What is the predominant type of collagen that is present in the final stage of fibrous capsule development in the foreign body response?

(A) Collagen type I
(B) Collagen type II
(C) Collagen type III
(D) Proteoglycans

Answer 24

(A) Collagen type I

type I is present in the final stage of fibrous capsule development

Question 25

The following is a histologically stained image of the cross-section of a fibrous implant. The cross-section has been stained with a set of dyes known as ‘haematoxylin’ and ‘eosin’. Circle in the image: (a) a foreign body giant cell (FBGC) or an FBGC cluster, and (b) fibrous tissue layer (2 marks total)

Answer 25

see image, (a) circled, (b) highlighted

Question 26

Name one detrimental impact the presence of a significant fibrous capsule can have in the context of implanted biomaterials. (1 mark)

Answer 26

- Fibrous capsule formation often leads to implant loosening --\> Loose interaction between implant and tissue - influences the function e.g. in electronic devices --\> it alters the impedance

Question 27

Briefly describe how the presence of heavy metal ions can trigger the adaptive immune response (2 marks)

Answer 27

1. Metal ions can penetrate skin 2. Metal ions then interact with proteins in skin 3. Metal-ion-protein compound **- metalloprotein compound --\> Antigen!** 4. Triggers immune response * Dendritic cells and antigen-presenting cells give this to T-cells * Specialised T-cells targeting this metal-protein compound now clones and multiplies * In the case of future events, the body is capable of rapidly generating these specialised T-cells, making the immune response “adaptive” * (As a paragraph):* Metal ions penetrate skin and forms metalloprotein in the body, which is recognised as an “antigen”. The immune system then generates specialised T cells to target these compounds, causing an immune response.
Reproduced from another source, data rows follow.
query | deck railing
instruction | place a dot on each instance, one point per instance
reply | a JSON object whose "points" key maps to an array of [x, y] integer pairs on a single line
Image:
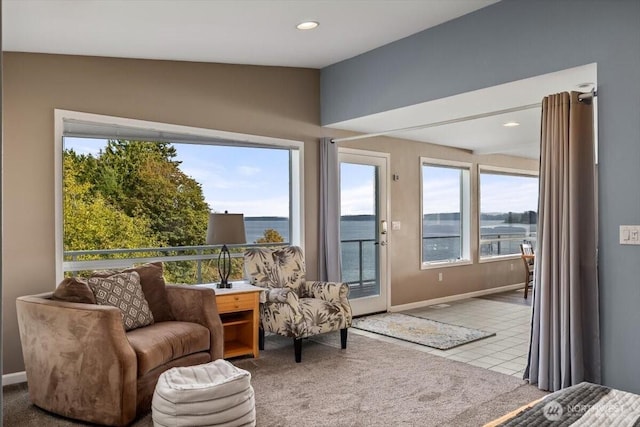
{"points": [[108, 259]]}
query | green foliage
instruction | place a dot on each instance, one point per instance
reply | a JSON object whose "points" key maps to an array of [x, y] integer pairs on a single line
{"points": [[90, 222], [133, 195], [143, 180], [270, 236]]}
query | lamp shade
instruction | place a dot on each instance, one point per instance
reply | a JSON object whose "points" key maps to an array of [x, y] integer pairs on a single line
{"points": [[225, 229]]}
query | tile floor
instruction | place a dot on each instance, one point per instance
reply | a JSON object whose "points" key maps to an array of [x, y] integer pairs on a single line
{"points": [[506, 352]]}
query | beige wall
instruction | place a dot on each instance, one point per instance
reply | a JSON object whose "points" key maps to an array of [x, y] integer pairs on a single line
{"points": [[269, 101]]}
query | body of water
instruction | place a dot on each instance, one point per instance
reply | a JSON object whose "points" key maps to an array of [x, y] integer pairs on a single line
{"points": [[441, 240]]}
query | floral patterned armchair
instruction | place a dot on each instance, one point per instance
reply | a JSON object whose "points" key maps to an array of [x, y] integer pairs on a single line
{"points": [[296, 307]]}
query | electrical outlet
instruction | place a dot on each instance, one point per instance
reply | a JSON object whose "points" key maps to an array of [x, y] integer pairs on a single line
{"points": [[630, 234]]}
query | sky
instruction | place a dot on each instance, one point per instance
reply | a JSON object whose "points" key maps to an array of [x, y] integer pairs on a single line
{"points": [[498, 193], [251, 181], [255, 182]]}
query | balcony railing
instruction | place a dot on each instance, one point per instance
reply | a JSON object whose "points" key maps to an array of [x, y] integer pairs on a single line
{"points": [[108, 259]]}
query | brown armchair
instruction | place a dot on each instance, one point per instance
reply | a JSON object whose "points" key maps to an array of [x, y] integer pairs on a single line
{"points": [[80, 362]]}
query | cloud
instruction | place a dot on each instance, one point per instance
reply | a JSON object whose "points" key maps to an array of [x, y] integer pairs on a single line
{"points": [[269, 206], [358, 200], [248, 170]]}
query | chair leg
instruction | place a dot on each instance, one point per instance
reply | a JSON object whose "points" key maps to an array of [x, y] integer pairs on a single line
{"points": [[261, 338], [343, 338], [297, 348]]}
After the attack, the body is now capable to make these specialised T cells rapidly in case of future events, thus making it an “Adaptive” immune response. Generally speaking, more metal exposure, more T-cell build-up so more antibodies and immune cells for the future immune response. * Generally speaking,* more metal exposure, more T-cell build-up so more antibodies and immune cells for the future immune response.

Question 28

Briefly describe how the presence of a wear-particle generating implant can lead to osteolysis (2 marks)

Answer 28

Wear particles will trigger an innate immune response: 1. Macrophages are recruited 2. Macrophages start phagocytosing 1. Continue to release more and more inflammatory cytokines and interleukins (if the foreign body outnumbers the macrophages) 2. Surrounding tissue is damaged/necrotized due to inflammatory factors 3. Eventually leads to osteolysis

Question 29

List two biological factors that have contributed to the long-term failure of synthetic ligament/tendon prosthesis materials that have been used in the clinic during the 1980s and 1990s, but are now no longer being clinically approved because of these factors (2 marks)

Answer 29

1. There is poor infiltration of the collagen into the material. The collagen spaces out the fibres and this weakens the synthetic ligament/tendon 2. Wear particles are produced due to abrasion between the fibres (creates wear particles). This results in macrophage infiltration and degradation of the fibres.

Question 30

List two strategies to prevent thrombosis on blood-contacting materials. (2 marks)

Answer 30

* Use of a polyethylene glycol or hydrophobic layer on the device to reduce the extent of protein adsorption. * Increase the smoothness of the material to reduce the attachment of proteins to the surface. * Release antithrombotic drugs.